Star Wars: The Last Jedi is the ultimate letdown movie and that’s why it’s so great
By Jason Burke
Photo Credit: Lucasfilm
Shades of grey.
Finn finds life outside the conflict is more gray than black and white. Rose tries to show Finn what the fight is truly about as the Star Wars galaxy’s version of the one percent on Canto Bight, the arms dealers, live lavishly, profiting from war and slavery. Even The Resistance funnels payments to them to acquire weapons for the fight. But, more than that, Finn is still trying to reconcile his place within this new life as a person and not a number before Rose shows him the things worth fighting for.

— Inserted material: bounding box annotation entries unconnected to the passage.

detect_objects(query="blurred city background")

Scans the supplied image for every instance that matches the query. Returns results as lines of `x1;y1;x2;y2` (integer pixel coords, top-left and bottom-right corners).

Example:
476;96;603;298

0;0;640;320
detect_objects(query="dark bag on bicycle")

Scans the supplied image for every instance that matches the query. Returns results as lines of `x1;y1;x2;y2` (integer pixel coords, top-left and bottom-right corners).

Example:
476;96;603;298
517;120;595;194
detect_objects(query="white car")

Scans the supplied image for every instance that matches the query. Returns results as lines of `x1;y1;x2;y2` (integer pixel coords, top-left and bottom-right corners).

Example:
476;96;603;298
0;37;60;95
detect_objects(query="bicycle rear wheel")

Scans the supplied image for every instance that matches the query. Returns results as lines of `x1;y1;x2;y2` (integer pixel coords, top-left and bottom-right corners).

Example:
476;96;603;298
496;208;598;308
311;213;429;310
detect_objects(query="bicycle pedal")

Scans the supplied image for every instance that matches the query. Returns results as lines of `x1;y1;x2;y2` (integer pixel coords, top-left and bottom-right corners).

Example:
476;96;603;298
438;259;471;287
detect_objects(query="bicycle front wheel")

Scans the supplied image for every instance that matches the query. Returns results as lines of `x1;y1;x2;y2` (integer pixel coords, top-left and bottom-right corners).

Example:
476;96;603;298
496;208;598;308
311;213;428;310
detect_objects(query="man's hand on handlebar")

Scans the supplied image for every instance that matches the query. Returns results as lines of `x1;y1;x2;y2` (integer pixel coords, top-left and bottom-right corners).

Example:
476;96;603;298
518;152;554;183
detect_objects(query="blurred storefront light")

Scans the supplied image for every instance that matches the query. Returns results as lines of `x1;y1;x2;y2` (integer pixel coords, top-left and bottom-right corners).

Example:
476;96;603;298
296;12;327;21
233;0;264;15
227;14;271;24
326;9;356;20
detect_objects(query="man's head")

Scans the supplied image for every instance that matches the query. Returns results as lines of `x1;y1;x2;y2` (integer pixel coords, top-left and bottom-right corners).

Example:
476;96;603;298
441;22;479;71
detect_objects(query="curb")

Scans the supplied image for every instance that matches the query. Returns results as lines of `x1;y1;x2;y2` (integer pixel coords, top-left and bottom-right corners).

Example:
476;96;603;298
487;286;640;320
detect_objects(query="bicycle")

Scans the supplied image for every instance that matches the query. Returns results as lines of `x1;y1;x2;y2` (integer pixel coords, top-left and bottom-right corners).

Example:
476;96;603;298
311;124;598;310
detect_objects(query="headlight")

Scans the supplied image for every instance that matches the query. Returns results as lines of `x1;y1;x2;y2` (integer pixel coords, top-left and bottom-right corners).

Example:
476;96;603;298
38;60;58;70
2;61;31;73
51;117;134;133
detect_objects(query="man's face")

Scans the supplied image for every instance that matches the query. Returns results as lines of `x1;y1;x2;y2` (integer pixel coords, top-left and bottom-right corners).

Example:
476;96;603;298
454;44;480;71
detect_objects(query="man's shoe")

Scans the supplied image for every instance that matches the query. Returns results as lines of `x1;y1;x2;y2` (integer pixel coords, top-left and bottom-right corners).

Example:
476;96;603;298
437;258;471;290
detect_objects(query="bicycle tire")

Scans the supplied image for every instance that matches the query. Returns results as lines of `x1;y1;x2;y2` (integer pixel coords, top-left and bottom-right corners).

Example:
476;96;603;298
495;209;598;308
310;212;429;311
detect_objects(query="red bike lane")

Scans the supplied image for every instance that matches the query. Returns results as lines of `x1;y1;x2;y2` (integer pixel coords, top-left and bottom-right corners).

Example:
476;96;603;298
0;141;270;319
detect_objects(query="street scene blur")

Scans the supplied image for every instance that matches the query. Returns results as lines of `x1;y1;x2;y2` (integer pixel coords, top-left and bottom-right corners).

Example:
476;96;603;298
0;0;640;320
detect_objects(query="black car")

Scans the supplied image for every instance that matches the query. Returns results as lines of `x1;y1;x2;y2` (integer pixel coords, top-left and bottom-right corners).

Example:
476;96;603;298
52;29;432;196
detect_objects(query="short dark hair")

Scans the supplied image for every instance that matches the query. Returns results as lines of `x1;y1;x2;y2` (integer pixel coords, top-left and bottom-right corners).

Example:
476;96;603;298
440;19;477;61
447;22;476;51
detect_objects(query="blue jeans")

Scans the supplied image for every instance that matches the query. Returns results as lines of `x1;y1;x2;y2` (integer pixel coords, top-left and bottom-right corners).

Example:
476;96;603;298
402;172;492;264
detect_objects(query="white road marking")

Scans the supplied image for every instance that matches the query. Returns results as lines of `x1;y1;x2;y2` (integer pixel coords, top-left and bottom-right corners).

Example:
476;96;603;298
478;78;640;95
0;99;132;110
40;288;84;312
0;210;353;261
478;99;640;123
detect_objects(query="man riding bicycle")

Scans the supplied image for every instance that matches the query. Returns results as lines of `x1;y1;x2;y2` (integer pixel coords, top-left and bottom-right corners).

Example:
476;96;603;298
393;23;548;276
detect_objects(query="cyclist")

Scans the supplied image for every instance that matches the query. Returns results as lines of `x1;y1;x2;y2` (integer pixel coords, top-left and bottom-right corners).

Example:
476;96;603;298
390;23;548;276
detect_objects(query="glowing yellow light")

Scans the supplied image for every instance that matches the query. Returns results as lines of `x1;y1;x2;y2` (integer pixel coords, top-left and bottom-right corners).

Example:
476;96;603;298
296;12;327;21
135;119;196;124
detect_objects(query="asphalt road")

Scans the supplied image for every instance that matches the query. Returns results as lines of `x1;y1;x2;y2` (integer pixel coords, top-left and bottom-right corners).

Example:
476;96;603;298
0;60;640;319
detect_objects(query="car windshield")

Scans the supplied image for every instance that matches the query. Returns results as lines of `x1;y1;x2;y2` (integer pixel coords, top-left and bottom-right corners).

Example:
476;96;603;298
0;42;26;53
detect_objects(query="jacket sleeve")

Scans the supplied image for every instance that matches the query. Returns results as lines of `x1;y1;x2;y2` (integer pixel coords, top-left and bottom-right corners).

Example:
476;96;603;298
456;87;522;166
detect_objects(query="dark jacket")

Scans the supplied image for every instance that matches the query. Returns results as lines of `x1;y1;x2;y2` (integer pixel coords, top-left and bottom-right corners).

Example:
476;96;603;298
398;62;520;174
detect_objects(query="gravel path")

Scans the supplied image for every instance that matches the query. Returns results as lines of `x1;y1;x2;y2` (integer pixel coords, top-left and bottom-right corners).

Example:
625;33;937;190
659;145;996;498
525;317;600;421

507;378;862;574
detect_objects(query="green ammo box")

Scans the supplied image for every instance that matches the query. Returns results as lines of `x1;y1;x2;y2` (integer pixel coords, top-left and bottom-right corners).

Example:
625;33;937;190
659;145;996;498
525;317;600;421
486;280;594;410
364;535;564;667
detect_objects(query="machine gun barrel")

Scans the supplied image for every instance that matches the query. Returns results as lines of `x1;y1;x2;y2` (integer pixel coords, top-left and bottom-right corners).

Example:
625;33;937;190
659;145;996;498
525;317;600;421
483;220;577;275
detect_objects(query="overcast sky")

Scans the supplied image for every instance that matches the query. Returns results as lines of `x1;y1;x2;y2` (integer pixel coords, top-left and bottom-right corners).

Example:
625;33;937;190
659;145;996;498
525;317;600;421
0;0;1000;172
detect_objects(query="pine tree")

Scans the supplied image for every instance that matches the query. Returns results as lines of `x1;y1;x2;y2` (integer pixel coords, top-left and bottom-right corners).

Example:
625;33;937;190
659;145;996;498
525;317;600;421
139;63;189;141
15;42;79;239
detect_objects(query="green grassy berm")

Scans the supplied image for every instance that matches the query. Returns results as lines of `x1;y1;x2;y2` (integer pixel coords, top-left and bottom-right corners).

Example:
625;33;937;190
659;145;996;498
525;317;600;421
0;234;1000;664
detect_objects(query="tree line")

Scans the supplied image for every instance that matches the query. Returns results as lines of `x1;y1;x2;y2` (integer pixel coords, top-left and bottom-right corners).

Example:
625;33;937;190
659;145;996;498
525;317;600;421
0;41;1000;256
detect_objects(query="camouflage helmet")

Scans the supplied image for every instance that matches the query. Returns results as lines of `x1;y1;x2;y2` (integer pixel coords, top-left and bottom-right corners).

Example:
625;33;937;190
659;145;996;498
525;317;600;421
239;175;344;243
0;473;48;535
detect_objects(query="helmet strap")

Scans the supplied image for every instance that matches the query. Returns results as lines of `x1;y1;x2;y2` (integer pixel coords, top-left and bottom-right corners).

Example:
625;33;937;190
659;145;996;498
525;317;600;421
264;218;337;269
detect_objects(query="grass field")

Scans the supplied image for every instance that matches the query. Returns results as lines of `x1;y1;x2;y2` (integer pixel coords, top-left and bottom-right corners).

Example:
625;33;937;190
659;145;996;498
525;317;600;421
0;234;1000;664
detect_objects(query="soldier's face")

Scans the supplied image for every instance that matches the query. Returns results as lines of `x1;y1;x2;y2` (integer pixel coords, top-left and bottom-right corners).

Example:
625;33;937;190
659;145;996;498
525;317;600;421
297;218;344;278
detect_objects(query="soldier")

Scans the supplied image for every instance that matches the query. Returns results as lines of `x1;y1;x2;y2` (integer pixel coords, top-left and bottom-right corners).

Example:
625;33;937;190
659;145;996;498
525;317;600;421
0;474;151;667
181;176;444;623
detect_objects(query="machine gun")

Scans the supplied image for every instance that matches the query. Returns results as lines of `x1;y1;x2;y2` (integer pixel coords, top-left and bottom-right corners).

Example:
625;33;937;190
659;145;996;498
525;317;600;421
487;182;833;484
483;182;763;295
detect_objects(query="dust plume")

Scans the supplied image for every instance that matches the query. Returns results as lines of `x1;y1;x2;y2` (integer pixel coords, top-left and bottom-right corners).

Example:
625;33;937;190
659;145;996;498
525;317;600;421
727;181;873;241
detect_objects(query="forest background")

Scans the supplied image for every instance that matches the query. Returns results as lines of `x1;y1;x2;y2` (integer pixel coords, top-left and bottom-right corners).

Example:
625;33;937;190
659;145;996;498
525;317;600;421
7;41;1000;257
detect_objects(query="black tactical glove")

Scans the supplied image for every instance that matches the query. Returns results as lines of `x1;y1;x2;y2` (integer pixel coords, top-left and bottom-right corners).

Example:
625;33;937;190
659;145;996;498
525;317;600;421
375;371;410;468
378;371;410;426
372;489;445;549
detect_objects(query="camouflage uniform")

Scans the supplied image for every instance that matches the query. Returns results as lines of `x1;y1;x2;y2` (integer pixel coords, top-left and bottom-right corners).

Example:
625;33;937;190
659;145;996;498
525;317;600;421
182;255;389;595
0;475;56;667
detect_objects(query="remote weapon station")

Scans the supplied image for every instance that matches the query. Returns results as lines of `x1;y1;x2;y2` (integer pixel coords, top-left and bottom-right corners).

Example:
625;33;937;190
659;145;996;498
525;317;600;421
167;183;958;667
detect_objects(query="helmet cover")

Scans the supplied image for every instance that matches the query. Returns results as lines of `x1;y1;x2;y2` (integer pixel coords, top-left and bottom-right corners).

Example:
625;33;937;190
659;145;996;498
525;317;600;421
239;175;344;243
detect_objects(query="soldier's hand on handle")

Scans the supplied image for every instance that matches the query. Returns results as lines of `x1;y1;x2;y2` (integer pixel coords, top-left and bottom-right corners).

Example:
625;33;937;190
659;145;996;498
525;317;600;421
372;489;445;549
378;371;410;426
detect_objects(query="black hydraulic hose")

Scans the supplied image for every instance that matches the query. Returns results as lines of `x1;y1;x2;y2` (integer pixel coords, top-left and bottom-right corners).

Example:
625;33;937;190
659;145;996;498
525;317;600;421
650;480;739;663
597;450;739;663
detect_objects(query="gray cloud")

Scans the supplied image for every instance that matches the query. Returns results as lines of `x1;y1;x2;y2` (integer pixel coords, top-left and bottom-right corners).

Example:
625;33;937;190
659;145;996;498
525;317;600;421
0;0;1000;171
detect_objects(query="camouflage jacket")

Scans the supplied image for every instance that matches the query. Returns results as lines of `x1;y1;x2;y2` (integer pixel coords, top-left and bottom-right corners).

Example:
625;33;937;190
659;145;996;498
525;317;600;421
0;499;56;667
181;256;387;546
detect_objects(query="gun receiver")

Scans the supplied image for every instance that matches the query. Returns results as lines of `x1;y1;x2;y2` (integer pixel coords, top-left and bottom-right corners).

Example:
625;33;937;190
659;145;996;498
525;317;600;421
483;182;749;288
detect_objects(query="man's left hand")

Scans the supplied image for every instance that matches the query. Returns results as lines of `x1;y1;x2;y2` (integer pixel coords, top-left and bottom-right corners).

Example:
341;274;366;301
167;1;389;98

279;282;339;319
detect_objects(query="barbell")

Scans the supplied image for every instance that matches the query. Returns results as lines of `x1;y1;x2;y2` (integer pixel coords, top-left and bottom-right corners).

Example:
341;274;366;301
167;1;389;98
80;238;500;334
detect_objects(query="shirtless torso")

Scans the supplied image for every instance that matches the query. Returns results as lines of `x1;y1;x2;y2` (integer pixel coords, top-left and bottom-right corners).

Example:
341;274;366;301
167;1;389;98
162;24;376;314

The holy triumvirate of the force; Luke, Rey, and Kylo are essentially struggling with what has weighed us all down at one time or another: the past.
Rey finally meets Luke, a man who was revered through the galaxy as a mythical hero, a space god with a laser sword, only to find a cynical old hermit who has cut himself off from the Force altogether. Give him a bottle of Jack, some Lucky’s and the best Mark Hamill Joker voice, and he’s the perfect hobo.
He believes that the galaxy’s dysfunction stems from the hubris of the Jedi and Sith and that he was complicit in that arrogance by believing in his own legend — that he failed a boy with that mighty Skywalker blood. Through Rey’s persistence and a little help from your friendly neighborhood force ghost, Yoda, Luke realizes that the Jedi can endure as long as they evolve.
Rey deals with the past in her way. She, like, the audience, believe there is more — that her parents must be someone. She must be a Skywalker, a Solo, Ben Kenobi’s granddaughter or the reincarnation of Anakin Skywalker (an idea I love but would never work). Sadly, unexpectedly, quite shockingly, we find out she’s nobody, and it’s brilliant.
See, before the midi-chlorians and the Jedi temples, before the sequels and prequels and the expanded universe, Star Wars was much simpler. In some ways, it was about something more relatable, our place. We were all Luke Skywalker. A farm boy who felt stuck with what his uncle and the universe thought he should be — gazing out amongst double sunsets with the comprised posture of someone just waiting for the opportunity to bust out of his own skin and jump on the first cruiser, laser beaming him straight off the planet.
What George Lucas accomplished is making you believe that the energy that flowed through him flowed through us all. That anyone from any walk of life, with the proper training, direction and focus could wield it while being guided by it—that we all played a part in destiny.